La creatividad es la capacidad de generar nuevas ideas o conceptos, de nuevas asociaciones entre ideas y conceptos conocidos, que habitualmente producen soluciones originales. La creatividad es sinónimo del “pensamiento original”, la “imaginación constructiva”, el “pensamiento divergente” o el “pensamiento creativo”. La creatividad es una habilidad típica de la cognición humana, presente también hasta cierto punto en algunos primates superiores, y ausente en la computación algorítmica, por ejemplo.

Innovación es un cambio que introduce novedades. Además, en el uso coloquial y general, el concepto se utiliza de manera específica en el sentido de nuevas propuestas, inventos y su implementación económica. En el sentido estricto, en cambio, se dice que de las ideas solo pueden resultar innovaciones luego de que ellas se implementan como nuevos productos, servicios o procedimientos, que realmente encuentran una aplicación exitosa, imponiéndose en el mercado a través de la difusión.

En economía, Joseph Schumpeter fue quien introdujo este concepto en su «teoría de las innovaciones», en la que lo define como el establecimiento de una nueva función de producción. La economía y la sociedad cambian cuando los factores de producción se combinan de una manera novedosa. Sugiere que invenciones e innovaciones son la clave del crecimiento económico, y quienes implementan ese cambio de manera práctica en los emprendedores.

La creatividad y la innovación son herramientas diferentes, pero que trabajan en conjunto para dar como resultado la generación de aquellos cambios dentro de la organización que conlleven una mayor satisfacción a sus clientes. Por esta razón, es importante que las empresas procuren una filosofía de gestión creativa e innovadora que les permita desarrollarse tanto vertical como horizontal, logrando una cadena de valor altamente competitiva y diferenciadora.

Como nos muestra la imagen la creatividad es necesaria para llegar a la innovación, pero si una buena idea, aún siendo creativa, no genera valor, no se considera innovación. La bicicleta con ruedas cuadradas podrá ser muy creativa pero no genera rentabilidad en el mercado para quién la explote.

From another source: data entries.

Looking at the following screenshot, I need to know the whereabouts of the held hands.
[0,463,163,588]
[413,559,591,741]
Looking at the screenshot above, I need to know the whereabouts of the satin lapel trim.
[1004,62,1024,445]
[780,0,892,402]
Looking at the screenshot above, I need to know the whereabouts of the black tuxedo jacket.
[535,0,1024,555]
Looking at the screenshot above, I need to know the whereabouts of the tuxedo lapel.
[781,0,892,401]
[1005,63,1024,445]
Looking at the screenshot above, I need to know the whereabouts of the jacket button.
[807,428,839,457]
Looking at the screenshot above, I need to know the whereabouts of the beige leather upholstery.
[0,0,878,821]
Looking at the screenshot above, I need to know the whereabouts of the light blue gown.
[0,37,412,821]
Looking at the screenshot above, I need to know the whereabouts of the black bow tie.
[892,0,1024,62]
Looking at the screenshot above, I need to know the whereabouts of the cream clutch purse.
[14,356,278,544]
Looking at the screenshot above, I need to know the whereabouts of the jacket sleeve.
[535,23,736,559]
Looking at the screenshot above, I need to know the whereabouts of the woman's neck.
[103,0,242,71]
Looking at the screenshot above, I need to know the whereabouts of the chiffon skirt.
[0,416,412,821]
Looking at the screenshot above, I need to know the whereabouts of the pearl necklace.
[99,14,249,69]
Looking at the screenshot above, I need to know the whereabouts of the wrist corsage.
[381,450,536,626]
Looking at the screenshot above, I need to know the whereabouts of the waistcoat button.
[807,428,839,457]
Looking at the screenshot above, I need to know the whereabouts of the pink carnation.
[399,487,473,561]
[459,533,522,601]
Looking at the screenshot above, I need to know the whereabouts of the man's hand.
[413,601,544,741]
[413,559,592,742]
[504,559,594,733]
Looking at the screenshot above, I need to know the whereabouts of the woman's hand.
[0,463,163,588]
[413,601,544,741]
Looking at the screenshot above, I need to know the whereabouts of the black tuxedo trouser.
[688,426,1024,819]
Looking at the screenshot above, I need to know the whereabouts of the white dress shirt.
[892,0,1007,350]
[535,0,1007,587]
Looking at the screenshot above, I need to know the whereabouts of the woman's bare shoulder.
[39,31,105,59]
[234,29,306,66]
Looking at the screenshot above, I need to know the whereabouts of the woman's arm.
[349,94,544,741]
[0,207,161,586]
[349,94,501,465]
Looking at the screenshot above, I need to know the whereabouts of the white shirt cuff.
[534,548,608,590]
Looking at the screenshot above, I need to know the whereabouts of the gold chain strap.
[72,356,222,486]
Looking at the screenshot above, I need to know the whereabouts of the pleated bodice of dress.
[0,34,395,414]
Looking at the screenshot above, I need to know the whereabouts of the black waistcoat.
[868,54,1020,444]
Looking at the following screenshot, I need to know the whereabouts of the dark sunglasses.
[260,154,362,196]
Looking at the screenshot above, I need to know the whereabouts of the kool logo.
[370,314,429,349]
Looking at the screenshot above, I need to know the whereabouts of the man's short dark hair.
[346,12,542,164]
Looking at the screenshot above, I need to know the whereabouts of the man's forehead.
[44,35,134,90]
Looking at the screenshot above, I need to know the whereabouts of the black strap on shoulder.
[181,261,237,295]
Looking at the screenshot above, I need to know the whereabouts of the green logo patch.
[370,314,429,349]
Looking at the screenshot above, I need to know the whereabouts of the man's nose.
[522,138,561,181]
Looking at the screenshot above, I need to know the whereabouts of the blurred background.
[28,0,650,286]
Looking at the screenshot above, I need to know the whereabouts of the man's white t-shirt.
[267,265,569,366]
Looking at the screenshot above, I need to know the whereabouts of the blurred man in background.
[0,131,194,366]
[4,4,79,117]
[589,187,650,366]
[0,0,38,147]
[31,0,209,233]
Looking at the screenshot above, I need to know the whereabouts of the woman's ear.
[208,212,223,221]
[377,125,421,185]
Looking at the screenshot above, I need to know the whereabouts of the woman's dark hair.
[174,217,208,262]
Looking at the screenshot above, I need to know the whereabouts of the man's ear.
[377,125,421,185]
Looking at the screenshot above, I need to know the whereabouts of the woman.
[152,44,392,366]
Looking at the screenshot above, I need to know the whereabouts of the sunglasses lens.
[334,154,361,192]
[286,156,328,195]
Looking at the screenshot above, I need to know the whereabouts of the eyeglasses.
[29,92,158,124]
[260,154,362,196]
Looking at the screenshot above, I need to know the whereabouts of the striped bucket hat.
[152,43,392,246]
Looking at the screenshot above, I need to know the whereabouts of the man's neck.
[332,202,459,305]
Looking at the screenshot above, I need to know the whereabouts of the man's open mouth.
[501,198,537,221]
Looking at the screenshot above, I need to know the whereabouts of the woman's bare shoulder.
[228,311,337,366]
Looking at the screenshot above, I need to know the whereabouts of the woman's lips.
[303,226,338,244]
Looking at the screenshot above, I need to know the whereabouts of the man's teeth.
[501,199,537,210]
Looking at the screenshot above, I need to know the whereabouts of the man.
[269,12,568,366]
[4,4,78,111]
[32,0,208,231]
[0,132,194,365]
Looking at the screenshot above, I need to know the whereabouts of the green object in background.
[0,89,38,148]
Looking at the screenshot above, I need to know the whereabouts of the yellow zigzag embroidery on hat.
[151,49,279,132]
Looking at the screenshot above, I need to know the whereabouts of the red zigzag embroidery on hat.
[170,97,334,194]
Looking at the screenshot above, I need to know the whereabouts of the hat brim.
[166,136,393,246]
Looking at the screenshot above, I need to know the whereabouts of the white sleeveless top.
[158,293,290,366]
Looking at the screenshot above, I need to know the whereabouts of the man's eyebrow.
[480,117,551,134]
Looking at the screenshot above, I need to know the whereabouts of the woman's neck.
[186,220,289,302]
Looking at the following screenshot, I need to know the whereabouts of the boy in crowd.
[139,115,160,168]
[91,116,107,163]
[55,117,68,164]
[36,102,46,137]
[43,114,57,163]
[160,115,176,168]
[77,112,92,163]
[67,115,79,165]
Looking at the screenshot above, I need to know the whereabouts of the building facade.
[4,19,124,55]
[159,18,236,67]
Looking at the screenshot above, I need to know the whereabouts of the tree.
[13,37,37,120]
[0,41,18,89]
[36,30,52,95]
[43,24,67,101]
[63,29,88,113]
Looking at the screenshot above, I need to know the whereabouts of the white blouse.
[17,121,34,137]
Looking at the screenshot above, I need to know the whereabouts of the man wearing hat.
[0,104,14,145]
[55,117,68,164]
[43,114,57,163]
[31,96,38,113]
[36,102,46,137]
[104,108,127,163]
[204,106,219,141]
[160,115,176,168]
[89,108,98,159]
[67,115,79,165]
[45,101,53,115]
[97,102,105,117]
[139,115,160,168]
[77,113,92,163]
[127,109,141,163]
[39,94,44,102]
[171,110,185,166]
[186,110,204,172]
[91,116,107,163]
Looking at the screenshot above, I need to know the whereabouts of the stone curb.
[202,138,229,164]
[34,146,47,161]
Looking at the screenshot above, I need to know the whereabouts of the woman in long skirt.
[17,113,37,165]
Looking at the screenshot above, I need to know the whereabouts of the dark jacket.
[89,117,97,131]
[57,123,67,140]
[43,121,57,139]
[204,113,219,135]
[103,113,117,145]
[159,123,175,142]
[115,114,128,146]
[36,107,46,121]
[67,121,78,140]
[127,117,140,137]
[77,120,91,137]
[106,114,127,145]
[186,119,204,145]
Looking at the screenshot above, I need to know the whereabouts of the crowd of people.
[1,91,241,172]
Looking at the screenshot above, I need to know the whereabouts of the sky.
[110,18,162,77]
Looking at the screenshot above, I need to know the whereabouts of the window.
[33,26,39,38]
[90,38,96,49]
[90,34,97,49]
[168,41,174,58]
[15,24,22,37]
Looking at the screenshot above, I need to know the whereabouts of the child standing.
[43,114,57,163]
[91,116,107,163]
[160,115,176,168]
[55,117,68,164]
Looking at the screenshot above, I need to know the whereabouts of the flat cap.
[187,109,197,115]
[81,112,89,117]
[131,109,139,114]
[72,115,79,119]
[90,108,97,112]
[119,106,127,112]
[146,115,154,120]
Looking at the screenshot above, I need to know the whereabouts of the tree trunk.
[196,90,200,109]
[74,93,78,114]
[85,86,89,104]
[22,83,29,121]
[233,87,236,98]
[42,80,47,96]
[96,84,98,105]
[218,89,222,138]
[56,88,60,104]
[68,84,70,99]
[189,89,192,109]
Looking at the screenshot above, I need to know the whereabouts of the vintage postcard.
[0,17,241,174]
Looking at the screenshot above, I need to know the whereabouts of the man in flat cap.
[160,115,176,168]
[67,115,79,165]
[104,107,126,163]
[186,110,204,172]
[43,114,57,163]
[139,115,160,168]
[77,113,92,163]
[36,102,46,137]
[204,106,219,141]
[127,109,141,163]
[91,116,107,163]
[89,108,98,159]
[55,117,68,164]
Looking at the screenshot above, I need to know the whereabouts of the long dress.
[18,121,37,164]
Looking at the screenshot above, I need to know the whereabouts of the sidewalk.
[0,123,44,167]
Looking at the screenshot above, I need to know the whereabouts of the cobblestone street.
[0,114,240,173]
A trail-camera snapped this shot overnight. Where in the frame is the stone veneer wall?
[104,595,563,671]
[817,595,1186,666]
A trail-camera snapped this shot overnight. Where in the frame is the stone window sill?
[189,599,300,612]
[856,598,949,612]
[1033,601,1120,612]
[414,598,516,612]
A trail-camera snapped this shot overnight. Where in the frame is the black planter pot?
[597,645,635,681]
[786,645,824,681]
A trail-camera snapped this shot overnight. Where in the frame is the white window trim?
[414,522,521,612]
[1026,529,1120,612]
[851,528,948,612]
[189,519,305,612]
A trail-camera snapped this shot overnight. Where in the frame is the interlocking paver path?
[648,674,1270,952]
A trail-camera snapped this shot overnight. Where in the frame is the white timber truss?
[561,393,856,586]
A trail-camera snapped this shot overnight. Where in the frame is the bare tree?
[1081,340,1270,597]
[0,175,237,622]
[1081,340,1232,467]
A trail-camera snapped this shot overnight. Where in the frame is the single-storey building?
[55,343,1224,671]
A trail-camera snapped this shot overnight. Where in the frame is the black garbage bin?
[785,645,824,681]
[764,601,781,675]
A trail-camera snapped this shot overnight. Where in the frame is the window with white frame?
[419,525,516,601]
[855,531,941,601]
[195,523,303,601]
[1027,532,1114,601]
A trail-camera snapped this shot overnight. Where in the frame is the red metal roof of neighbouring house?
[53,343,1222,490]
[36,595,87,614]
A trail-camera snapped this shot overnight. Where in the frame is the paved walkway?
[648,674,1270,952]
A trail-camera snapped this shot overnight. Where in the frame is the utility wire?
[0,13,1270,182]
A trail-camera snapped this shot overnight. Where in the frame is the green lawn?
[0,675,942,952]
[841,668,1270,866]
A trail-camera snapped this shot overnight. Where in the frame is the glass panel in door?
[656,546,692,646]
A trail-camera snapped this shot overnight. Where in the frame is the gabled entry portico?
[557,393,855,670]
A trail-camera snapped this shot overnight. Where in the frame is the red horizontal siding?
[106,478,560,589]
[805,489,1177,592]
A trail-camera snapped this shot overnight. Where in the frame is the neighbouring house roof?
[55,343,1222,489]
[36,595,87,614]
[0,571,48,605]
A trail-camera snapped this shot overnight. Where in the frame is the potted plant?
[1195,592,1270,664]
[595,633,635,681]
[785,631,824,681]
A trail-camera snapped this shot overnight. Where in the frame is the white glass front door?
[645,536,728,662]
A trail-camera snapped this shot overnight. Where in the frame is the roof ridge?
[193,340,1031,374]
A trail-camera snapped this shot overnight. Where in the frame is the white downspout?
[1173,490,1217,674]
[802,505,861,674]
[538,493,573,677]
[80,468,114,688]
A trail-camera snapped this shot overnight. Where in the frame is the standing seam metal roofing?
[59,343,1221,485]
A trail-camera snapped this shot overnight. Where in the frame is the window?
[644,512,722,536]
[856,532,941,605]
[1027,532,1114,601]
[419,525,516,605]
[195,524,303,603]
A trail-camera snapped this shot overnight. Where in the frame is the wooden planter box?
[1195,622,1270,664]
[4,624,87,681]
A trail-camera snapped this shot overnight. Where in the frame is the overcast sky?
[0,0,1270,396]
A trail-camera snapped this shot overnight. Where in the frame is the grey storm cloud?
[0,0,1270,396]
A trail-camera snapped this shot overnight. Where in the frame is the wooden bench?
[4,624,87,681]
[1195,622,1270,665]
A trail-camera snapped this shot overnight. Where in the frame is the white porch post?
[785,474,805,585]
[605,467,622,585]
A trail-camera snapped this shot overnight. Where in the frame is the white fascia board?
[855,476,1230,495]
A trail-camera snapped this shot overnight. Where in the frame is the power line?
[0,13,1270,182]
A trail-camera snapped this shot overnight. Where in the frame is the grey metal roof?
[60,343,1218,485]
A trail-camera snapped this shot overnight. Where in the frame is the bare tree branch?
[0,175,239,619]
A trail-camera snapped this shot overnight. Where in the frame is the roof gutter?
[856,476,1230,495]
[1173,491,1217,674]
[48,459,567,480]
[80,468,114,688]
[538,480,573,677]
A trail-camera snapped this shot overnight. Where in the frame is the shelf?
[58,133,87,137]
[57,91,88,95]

Digamos que la creatividad se queda más en el concepto, en las ideas y la innovación es más la parte práctica, la concreción. Es decir, la aplicación práctica de las ideas, el fin.

La innovación es un elemento clave hoy en día para todos los empresarios y emprendedores. Si deseamos posicionarnos y mantenernos en el mercado siendo productivos y competitivos, es necesaria.